NDCG Metrics & Implementations

Intro to NDCG

Normalized Discounted Cumulative Gain (NDCG) is a measure of ranking quality. Typically, it is used to measure the performance of a ranker and widely adopted in information retrieval. Our goal is to rank relevant documents higher than irrelavant documents. Here comes the problem, given a list of documents with corresponding grades, how to model the ranking quality?
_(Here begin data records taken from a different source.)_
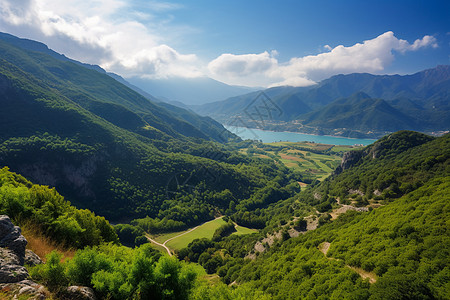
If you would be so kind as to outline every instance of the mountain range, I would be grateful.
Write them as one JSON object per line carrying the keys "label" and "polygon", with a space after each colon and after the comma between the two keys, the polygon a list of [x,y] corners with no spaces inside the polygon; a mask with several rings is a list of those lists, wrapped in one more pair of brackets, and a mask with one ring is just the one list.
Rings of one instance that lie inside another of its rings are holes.
{"label": "mountain range", "polygon": [[[280,113],[263,122],[249,116],[261,92],[193,107],[223,124],[240,117],[249,127],[352,137],[380,137],[396,130],[450,128],[450,66],[412,75],[337,75],[309,87],[263,91]],[[263,109],[264,110],[264,109]],[[261,120],[260,120],[261,121]]]}
{"label": "mountain range", "polygon": [[[0,165],[58,188],[78,207],[181,228],[213,218],[283,172],[225,147],[220,142],[240,139],[209,117],[156,103],[43,44],[4,37]],[[273,171],[255,180],[260,168]]]}
{"label": "mountain range", "polygon": [[[445,128],[448,69],[215,105],[254,126]],[[450,298],[450,133],[402,130],[356,149],[249,143],[136,90],[0,35],[0,298]],[[305,181],[306,162],[334,168],[327,155],[340,166]]]}
{"label": "mountain range", "polygon": [[127,77],[126,80],[162,101],[175,105],[200,105],[259,90],[233,86],[209,77],[161,78]]}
Concretely, assume we want to rank a list of 5 documents with grades: \[G = [3, 1, 2, 0, 2]\]

Cumulative Gain (CG)

In practice, we only care about top \(k\) ranked results. Assume \(k = p\), then we represent it as \(CG@p\). We define cumulative gain as: \[CG@p = \sum_{i=1}^{p}G(i)\]

CG is too simple to model the ranking quality. Consider it does not penalize the ranked document position, given a fixed number \(p\), \(CG@p\) keeps unchanged even if the order changed.

Discounted Cumulative Gain (DCG)

Discount gain goes one step further which takes document position into account: \[DCG@p = \sum_{i=1}^{p}\frac{2^{G(i)} - 1}{\log_2(i+1)}\]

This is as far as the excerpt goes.